Although our study design did not permit us to discern which components of the birth program were responsible for the observed differences, clinicians working in the program believe that their close working relationship, including their ability to discuss patient care facilitated by immediate and remote access to electronic medical records, fosters an environment in which they can continually support and learn from each other. Consistency in care is achieved through these discussions at monthly meetings and team retreats, as well as through adherence to local and national practice guidelines. Self-selection to work in the program by providers who are particularly committed to physiologic birth may also be a factor. As well, the CenteringPregnancy model of prenatal care has been shown to improve women’s knowledge about pregnancy.17
The frequency of cesarean delivery among women whose primary caregiver was a midwife or a family physician did not differ significantly between the groups. In the control group, 1.4 times as many women had an obstetrician as had a family physician as their primary care provider, and 4.4 times as many had an obstetrician as had a midwife. Because cesarean delivery was performed more frequently among women whose primary care involved an obstetrician than among those seen by a midwife or a family physician (1.6 times more frequently compared with either a midwife or family physician in the control group, and 3.3 and 3.1 times more frequently, respectively, in the program group), the difference in the overall frequency of cesarean delivery between the two groups may have been related to primary care by an obstetrician being more prevalent in the control group.
We observed more newborns who were large for gestational age in the program group than in the comparison group. Screening for gestational diabetes was conducted in both groups following national guidelines from the Society of Obstetricians and Gynecologists of Canada.22
However, because data were not available on the uptake of screening, we could not assess the possibility that differences in uptake betweeen groups may have contributed to the differences in birth weight.

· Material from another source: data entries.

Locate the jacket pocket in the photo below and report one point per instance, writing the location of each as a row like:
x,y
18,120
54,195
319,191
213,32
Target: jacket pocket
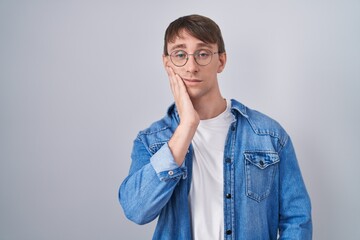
x,y
260,169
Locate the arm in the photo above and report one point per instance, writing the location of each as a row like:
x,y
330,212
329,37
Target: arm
x,y
152,179
295,207
150,183
189,118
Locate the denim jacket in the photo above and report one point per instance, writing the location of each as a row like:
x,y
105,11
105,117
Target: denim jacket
x,y
264,193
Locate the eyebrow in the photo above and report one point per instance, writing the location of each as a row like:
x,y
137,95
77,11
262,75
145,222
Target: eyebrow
x,y
198,45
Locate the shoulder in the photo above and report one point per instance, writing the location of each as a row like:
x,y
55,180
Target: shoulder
x,y
260,123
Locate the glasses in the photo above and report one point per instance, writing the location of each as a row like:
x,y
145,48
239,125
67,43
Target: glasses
x,y
202,57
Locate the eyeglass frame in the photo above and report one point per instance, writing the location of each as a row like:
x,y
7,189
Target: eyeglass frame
x,y
193,54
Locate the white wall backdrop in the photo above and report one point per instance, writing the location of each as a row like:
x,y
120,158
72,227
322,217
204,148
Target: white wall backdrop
x,y
79,79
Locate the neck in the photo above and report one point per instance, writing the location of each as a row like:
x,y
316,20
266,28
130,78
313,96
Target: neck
x,y
209,108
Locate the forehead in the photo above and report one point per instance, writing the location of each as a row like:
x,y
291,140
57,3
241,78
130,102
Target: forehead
x,y
184,40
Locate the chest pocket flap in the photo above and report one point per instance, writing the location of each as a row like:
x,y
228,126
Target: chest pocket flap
x,y
262,159
260,170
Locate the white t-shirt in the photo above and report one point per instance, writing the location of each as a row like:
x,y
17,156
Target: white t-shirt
x,y
206,192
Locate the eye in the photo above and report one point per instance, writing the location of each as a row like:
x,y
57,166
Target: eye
x,y
179,54
203,54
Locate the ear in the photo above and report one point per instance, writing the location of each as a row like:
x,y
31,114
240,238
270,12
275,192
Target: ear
x,y
165,60
222,62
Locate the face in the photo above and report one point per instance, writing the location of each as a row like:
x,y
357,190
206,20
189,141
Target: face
x,y
200,81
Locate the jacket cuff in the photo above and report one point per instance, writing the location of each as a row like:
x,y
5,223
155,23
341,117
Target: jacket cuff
x,y
165,166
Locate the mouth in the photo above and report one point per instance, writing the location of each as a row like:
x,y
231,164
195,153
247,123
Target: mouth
x,y
191,81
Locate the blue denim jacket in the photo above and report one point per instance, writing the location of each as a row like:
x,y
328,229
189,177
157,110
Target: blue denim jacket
x,y
264,193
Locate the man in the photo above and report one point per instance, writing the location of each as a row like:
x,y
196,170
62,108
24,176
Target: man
x,y
212,168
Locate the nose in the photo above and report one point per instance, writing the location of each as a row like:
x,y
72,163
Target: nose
x,y
191,65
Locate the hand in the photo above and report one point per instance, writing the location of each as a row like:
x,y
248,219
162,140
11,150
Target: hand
x,y
188,115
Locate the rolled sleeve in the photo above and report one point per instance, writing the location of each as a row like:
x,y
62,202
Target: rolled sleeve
x,y
165,166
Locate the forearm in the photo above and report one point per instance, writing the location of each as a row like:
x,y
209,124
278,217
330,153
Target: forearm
x,y
295,207
150,183
142,195
180,141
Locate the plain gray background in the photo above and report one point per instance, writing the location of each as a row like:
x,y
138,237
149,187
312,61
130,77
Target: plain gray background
x,y
79,79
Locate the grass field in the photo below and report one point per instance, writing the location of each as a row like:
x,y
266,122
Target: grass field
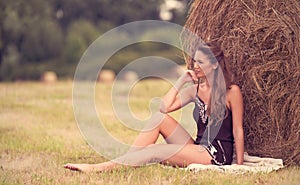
x,y
39,134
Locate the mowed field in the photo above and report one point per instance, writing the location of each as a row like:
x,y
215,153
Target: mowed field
x,y
39,134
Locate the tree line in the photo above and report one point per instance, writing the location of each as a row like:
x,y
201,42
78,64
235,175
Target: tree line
x,y
38,35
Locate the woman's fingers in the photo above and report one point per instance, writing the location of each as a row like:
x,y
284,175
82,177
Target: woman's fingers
x,y
192,75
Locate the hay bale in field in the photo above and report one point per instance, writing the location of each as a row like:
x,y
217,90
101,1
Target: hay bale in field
x,y
48,77
262,40
130,76
106,76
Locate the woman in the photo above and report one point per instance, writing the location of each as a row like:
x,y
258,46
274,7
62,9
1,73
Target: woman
x,y
218,113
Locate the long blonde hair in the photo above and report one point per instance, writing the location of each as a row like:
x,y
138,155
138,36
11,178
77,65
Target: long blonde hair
x,y
222,80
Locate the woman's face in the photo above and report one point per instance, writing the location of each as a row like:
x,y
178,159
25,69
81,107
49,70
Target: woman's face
x,y
202,65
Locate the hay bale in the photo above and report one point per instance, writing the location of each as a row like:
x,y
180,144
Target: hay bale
x,y
48,77
106,76
262,40
130,76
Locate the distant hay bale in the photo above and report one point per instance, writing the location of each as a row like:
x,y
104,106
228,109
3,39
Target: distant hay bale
x,y
106,76
130,76
49,77
262,40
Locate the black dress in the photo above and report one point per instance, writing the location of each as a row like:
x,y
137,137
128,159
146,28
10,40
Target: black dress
x,y
219,144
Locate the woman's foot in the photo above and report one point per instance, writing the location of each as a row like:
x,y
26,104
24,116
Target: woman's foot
x,y
80,167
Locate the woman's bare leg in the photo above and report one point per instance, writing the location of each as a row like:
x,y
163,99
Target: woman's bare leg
x,y
171,154
143,151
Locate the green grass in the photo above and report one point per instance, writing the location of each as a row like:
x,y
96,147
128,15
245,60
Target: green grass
x,y
39,134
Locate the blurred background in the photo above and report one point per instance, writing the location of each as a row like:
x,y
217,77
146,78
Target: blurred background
x,y
38,36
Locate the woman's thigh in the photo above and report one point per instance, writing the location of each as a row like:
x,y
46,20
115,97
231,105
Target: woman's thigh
x,y
189,154
179,155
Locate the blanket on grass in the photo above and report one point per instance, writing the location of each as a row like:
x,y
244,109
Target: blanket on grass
x,y
251,164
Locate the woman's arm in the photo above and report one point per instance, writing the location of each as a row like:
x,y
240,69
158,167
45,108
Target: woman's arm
x,y
237,108
177,98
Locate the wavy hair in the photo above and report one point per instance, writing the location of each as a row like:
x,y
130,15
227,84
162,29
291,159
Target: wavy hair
x,y
222,80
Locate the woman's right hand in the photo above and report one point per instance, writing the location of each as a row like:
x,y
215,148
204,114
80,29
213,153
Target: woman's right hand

Although findings of reduced obstetric interventions have been reported among midwife practices compared with physician-led maternity care units, we were not able to find reports of shared caseloads among midwives and physicians. Studies have reported reduced rates of cesarean delivery associated with collaborative care models; however, they were conducted in clinics in which midwives and obstetricians worked together but had their own distinct caseloads23
or in which nurses and allied health professionals supported physician-led care.24
Our study is limited by its nonrandomized design. We believe that much of the population from which we drew our participants would not have agreed to randomization and that a subgroup of women who may have agreed to randomization would not have been a representative sample. However, self-referral to the South Community Birth Program may have introduced selection bias. Future studies may be able to use a randomized design if selection bias can be minimized.
Information about race and ethnicity is currently not available in the hospital’s database. Outcomes from an earlier analysis (unpublished) in which we compared data for the first 500 participants in the birth program with a comparison group for which we did have ethnicity data were not confounded because the distribution of racial and ethnic groups was similar between groups. This initial cohort was part of our current sample.

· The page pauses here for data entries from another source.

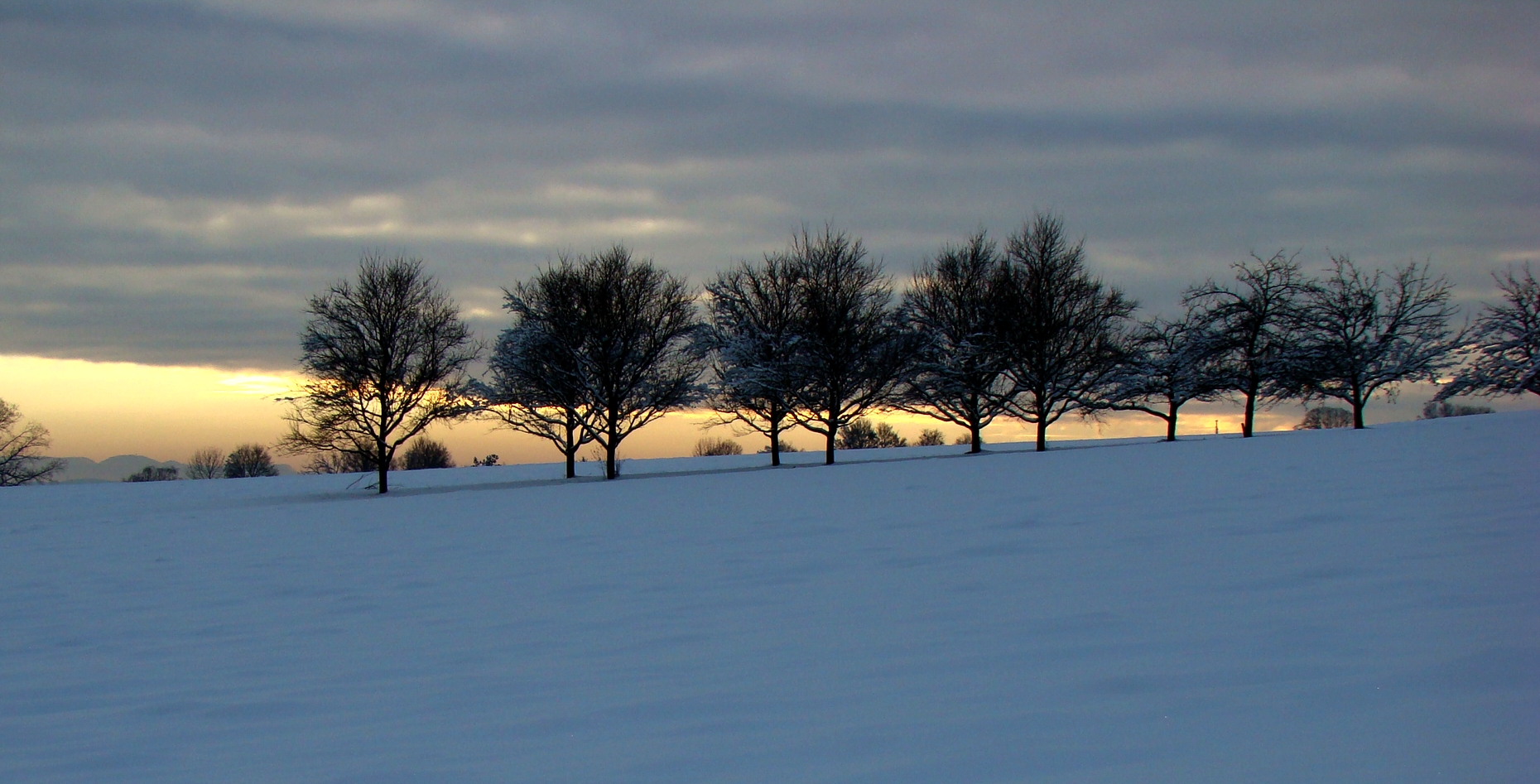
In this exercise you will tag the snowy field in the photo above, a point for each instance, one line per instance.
(1298, 607)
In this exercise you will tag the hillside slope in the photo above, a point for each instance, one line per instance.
(1303, 607)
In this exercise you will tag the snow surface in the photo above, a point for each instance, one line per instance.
(1303, 607)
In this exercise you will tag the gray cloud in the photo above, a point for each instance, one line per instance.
(180, 175)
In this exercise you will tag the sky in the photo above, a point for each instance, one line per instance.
(179, 176)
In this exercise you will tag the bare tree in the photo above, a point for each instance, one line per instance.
(1063, 327)
(1255, 320)
(207, 464)
(22, 458)
(633, 349)
(153, 474)
(1364, 333)
(250, 459)
(852, 349)
(716, 449)
(863, 435)
(1169, 365)
(427, 453)
(960, 365)
(753, 334)
(347, 463)
(537, 381)
(1325, 418)
(1504, 353)
(385, 359)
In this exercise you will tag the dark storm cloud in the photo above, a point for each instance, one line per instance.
(182, 175)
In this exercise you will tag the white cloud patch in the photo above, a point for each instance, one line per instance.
(440, 213)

The presence of a doula was not recorded in our data. However, North American trials have not shown benefit of support in labour in reducing the frequency of cesarean delivery.25
Finally, our study offered maternity care in an area previously underserved by providers. It is unclear whether our results are generalizable to areas that are well supplied with maternity care providers. Our program has recently been replicated in Surrey, a suburban area in British Columbia, and further evaluations will determine the relevance of our findings to other settings.
Women attending a collaborative program of maternity care, in which family physicians and midwives shared a patient caseload and worked closely with nurses and doulas, were less likely to have a cesarean delivery, had shorter hospital stays on average and were more likely to breastfeed exclusively than women who received standard care. These findings have important implications given the decreasing numbers of maternity care providers in Canada. Our findings should encourage the implementation and evaluation of this interdisciplinary approach in other settings.